Jonung’s results show not how Sweden has been performing on her own, but, more importantly, how she has been performing in comparison to the fifteen countries of reference. They are Australia, Austria, Belgium, Canada, Denmark, Finland, France, Great Britain, Italy, Japan, the Netherlands, Norway, Switzerland, Germany, and the United States. The results are stable: it makes no difference whether Sweden is compared with the five large countries in the group or with the ten smaller countries. Jonung uses the data set on GDP per capita, adjusted for purchasing power parity, compiled by Angus Maddison and updated by researchers at the University of Groningen. Moreover, in his paper Jonung offers a plausible explanation in terms of institutions and incentives for the differences between the three periods.

The Liberal Model, 1870–1950

In the mid-nineteenth century and onwards, the Swedish economy was greatly liberalised. The guild system was eliminated, restrictions on mobility and several regulations in agriculture were abolished, private property rights strengthened, and tariffs reduced or scrapped. It was, Jonung holds, of particular importance that in 1855 financial institutions were allowed to set interest rates freely and that soon thereafter a stock market was established. A competitive capital market emerged, encouraging innovation. Despite the reintroduction of some tariffs in late nineteenth century, the economy remained largely open. In the mid-1930s, the Swedish economy had caught up with the economies of comparable countries. When the Social Democrats came to power in 1932, Sweden was already one of the world’s most prosperous countries.

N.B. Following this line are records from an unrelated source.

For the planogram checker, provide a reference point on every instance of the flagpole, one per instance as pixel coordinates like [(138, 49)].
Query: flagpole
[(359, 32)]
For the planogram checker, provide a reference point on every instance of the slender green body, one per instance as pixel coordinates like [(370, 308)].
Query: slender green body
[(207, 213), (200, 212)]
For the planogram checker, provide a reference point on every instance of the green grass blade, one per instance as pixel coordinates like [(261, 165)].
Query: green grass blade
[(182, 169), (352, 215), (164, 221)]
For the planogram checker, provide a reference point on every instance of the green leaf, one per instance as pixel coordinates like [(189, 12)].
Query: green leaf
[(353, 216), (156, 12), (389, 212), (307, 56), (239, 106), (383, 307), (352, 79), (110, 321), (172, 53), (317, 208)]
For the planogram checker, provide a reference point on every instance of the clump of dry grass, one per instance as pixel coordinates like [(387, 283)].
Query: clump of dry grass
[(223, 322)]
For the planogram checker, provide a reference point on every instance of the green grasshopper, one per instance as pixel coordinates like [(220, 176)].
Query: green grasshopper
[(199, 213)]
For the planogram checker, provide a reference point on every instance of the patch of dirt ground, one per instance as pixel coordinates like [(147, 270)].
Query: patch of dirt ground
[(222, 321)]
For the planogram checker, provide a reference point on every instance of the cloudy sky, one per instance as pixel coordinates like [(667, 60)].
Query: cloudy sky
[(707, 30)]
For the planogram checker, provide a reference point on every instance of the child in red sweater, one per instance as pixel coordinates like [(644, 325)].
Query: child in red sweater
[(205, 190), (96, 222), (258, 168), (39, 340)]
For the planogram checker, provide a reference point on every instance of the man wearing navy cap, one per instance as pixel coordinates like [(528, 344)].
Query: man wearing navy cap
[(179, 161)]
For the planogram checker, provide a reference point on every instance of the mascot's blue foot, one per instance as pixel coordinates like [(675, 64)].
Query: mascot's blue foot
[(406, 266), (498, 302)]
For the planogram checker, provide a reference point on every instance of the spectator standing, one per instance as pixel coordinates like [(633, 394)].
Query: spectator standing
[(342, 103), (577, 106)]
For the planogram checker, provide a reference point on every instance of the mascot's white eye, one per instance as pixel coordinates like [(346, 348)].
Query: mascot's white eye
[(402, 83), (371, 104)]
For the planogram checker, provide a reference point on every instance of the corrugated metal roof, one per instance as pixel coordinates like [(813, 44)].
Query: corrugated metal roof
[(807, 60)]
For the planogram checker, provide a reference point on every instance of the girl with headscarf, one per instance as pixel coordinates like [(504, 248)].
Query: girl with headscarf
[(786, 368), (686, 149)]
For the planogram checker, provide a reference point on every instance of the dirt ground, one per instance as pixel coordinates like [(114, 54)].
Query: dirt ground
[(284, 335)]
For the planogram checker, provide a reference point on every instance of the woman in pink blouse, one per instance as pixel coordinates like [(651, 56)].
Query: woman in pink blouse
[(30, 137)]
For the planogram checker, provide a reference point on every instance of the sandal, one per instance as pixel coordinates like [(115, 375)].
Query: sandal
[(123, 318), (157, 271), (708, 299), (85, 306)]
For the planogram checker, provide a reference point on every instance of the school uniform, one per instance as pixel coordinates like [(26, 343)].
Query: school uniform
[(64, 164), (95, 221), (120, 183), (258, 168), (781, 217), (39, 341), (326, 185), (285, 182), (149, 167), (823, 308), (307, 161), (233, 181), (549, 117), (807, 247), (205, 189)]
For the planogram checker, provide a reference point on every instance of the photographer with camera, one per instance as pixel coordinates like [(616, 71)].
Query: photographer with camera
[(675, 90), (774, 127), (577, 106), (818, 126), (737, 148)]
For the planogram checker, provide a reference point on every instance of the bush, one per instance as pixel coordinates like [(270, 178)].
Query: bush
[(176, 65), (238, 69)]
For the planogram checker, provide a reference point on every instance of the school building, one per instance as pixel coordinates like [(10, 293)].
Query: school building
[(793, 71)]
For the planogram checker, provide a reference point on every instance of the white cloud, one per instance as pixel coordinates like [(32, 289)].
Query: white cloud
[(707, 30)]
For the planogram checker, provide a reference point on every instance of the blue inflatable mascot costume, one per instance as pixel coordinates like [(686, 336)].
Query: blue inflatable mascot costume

The Social Democratic Model, 1950–2000

During the Second World War, currency and rent controls were introduced, and the Social Democrats, in power continuously from 1932 to 1976, retained them thereafter. They also sought to regulate the capital market, directing investment away from private initiatives. One effect was that the total value of stocks, as a proportion of GDP, declined. Another effect was that newcomers, entrepreneurs and innovators, found it difficult to compete for capital with the already established firms and with public institutions. From the 1950s to the late 1990s, the number of public employees increased significantly, whereas no new jobs were created in the private sector. The economy stagnated.

The Neoliberal Model, 2000–2020

Slowly, and after heated discussions, the Swedes began to retreat from the social democratic model. Jonung ascribes much importance to two kinds of financial deregulation: in 1985 credit limits imposed on private banks were removed; and in 1989 currency controls were abolished. Taxes became less progressive. The non-socialist coalition government under Carl Bildt in 1991–1993 introduced competition in various sectors previously dominated by public institutions. It abolished the government monopoly of broadcasting, allowed the currency to float, and abolished the so-called wage-earner funds, which had been designed to transfer control of the economy to the trade unions. The reforms continued thereafter, both under Social Democrats and coalitions of the non-socialist parties. The tax burden was eased somewhat, and public companies were privatised. Although special interests retain some privileges, the reforms have led to renewed economic growth. Samuelson and Sachs were proven wrong. The lesson to be learned from Sweden is: Freedom works.